9 Mart 2022 Çarşamba

 ÖYKÜLERİM

 

 

 

 

ANBER’İN ÖDÜL TÖRENİ

Mahmut Arslan

Salon hınca hınç doluydu. Ülkenin önde gelen edebiyat insanları, gazetelerin sanat ve edebiyat sayfalarının yazarları, kamu ve özel sektörden bir dolu önemli insan ve davetli edebiyatseverler oradaydı. Merakla bekliyorlardı son günlerin en çok konuşulan yazarı Anber’i. Birazdan Avrupa Kadın Edebiyatçılar Birliği Başkanı Ursula Ashword’un elinden yılın edebiyatçısı ödülünü alacak ve bir teşekkür konuşması yapacaktı.

Kitapları birçok dile çevrilmiş ve her biri birkaç baskı yapmış olan bu genç kadının en önemli özelliği tamamen sıradan bir ev kadını ve anne olmasıydı. Üniversite okumamış liseyi de dışarıdan bitirmişti. Gündelik işlere girip çıkmak dışında bir iş tecrübesi de yoktu ama insanları çok iyi anlayıp anlatıyordu. İstanbul’un anlı şanlı yabancı liselerinden mezun olup üzerine de ülkenin en iyi iletişim ya da edebiyat fakültesini bitirenlerden daha güzel işler çıkarıyordu.

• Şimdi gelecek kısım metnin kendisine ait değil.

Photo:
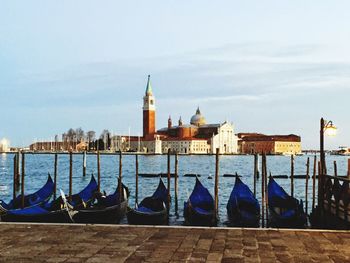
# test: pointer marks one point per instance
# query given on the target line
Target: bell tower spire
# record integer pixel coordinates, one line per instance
(149, 111)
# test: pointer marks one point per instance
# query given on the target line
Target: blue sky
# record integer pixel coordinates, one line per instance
(267, 66)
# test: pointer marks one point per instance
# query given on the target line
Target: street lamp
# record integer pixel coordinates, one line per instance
(326, 127)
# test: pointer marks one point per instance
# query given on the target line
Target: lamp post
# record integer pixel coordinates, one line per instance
(330, 130)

Bütün kitaplarında sadece Anber adını kullanıyordu. Gerçek adını yayıncısı dışında kimse bilmiyordu. Anber gerçek adı mıydı yoksa takma bir isim miydi onu da kimsenin bildiği yoktu. Anber, ödülünü Bayan Ursula Ashword’un elinden aldıktan sonra sempatik ve zekice parlayan gözleriyle kameralara ve salondakilere gülümseyip konuşma yapacağı kürsüye yürüdü emin adımlarla.

“Merhaba, ben Anber.

Herkes beni böyle tanıyor ben de böyle bilinmek istiyorum.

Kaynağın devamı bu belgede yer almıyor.